CROWN JEWEL DESSERT 
1 pkg. (3 oz.) each of orange, cherry and lime gelatins
3 c. boiling water
2 c. cold water
1 c. pineapple juice
1 pkg. lemon gelatin
1 1/2 c. graham cracker crumbs
1/3 c. melted butter or 16 to 18 ladyfingers, split
Whipped topping or 2 c. whipping cream

Prepare the three flavors of gelatin separately, using 1 cup boiling water and 1/2 cup cold water for each. Pour each flavor into an 8 inch square pan. Chill until firm or overnight. Then mix pineapple juice and sugar. Heat until sugar is dissolved. Remove from heat. Dissolve lemon gelatin in the hot juice; then add 1/2 cup cold water. Chill until slightly thickened. Meanwhile, mix crumbs and butter; press into bottom of 9 inch springform pan. Or line bottom and sides of pan with split lady fingers.
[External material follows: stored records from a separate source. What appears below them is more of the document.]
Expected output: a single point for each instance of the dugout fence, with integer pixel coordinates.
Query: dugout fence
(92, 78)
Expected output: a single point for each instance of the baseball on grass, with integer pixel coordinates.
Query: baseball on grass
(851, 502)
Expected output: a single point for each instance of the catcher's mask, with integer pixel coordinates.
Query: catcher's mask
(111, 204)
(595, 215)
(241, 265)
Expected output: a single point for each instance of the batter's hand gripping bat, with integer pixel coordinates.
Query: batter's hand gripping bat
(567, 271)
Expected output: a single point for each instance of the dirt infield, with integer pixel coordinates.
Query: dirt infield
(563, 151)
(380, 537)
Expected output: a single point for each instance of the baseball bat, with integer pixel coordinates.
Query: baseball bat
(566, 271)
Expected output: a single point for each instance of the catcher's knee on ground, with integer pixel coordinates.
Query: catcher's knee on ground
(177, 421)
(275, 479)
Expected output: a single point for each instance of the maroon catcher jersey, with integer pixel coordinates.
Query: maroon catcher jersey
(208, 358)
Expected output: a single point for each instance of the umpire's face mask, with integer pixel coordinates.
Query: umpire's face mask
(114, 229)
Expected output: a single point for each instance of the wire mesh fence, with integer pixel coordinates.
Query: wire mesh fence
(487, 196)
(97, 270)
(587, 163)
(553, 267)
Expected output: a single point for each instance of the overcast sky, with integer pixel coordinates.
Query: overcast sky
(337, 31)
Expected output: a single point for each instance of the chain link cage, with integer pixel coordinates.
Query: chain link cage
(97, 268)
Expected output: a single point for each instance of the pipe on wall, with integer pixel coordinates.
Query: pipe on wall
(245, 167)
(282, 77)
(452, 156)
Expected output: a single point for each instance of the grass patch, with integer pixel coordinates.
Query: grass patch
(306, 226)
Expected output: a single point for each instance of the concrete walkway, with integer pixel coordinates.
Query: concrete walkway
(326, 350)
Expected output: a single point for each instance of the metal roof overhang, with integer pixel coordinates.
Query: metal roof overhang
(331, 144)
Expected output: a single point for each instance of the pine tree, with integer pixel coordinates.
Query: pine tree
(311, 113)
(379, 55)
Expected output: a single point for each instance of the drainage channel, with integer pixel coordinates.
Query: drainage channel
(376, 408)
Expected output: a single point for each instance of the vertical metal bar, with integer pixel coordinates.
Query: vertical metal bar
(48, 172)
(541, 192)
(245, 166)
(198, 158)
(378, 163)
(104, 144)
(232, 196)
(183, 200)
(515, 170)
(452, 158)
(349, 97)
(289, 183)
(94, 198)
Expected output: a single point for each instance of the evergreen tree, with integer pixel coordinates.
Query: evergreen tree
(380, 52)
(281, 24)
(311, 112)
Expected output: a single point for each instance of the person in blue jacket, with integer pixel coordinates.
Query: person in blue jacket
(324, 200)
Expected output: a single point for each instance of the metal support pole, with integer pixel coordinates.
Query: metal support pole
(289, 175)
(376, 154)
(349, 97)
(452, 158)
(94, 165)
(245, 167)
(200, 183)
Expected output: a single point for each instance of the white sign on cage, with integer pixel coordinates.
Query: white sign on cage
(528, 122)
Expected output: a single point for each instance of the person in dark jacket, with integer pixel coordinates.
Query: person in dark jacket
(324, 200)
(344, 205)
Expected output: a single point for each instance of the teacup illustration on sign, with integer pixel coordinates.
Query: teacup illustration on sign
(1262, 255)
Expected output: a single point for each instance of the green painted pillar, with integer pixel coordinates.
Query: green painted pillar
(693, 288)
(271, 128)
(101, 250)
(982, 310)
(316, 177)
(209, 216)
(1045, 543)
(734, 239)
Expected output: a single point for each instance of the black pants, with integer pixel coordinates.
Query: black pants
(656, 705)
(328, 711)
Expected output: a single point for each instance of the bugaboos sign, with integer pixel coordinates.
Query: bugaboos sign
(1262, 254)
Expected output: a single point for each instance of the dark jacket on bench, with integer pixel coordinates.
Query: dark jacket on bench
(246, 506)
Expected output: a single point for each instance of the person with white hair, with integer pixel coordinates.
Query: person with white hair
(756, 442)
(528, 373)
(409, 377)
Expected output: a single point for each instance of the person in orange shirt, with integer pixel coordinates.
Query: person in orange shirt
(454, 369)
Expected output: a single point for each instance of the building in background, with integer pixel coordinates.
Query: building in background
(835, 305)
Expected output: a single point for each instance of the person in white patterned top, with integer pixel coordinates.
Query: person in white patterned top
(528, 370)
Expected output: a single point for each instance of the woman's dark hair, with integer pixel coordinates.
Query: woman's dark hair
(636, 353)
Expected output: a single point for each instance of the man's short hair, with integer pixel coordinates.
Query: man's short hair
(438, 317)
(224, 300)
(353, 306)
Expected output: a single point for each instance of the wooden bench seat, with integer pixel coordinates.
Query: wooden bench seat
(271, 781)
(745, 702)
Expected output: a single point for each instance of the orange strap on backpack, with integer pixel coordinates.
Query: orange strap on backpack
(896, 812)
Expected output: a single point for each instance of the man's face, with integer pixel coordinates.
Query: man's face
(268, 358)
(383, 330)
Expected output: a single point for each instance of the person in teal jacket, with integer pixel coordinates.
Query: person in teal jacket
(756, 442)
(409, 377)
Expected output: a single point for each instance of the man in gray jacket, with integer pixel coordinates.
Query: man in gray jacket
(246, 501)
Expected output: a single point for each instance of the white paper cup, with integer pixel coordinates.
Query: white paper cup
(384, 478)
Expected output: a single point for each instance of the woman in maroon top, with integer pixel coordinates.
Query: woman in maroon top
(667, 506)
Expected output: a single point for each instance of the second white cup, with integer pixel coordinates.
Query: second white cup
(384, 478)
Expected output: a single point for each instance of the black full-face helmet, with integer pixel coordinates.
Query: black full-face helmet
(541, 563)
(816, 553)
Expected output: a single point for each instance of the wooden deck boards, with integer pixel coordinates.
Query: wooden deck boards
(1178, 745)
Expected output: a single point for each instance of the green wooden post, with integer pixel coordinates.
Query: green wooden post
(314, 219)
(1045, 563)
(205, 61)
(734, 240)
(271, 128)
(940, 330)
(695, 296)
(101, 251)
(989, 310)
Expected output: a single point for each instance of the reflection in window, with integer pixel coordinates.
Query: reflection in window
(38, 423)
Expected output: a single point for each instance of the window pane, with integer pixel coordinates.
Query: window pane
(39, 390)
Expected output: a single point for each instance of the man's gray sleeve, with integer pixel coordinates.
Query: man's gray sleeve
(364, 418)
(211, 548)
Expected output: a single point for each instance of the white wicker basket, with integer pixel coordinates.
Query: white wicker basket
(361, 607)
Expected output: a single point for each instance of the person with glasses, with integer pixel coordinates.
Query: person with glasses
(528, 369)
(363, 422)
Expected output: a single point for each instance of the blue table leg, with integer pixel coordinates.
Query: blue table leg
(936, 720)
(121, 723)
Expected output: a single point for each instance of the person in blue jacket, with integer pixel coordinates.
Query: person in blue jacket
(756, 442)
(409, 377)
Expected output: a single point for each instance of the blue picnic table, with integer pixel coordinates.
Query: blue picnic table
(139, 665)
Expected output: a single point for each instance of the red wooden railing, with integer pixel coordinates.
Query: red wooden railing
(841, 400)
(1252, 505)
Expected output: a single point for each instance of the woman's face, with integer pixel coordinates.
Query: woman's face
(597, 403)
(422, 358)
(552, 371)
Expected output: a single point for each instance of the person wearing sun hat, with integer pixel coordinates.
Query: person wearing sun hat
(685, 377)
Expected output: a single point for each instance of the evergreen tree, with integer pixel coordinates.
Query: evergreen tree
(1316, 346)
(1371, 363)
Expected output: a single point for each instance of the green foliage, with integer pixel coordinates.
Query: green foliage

Cut the firm gelatins into 1/2 inch cubes. Then prepare whipped topping or whipped cream, blend with lemon gelatin. Fold in gelatin cubes. Pour into prepared pan. Chill at least 5 hours, or overnight. Run knife of spatula between sides of dessert and pan, and remove sides of pan before serving. If desired, spread additional whipped topping or whipped cream on top and sides. Makes 16 servings.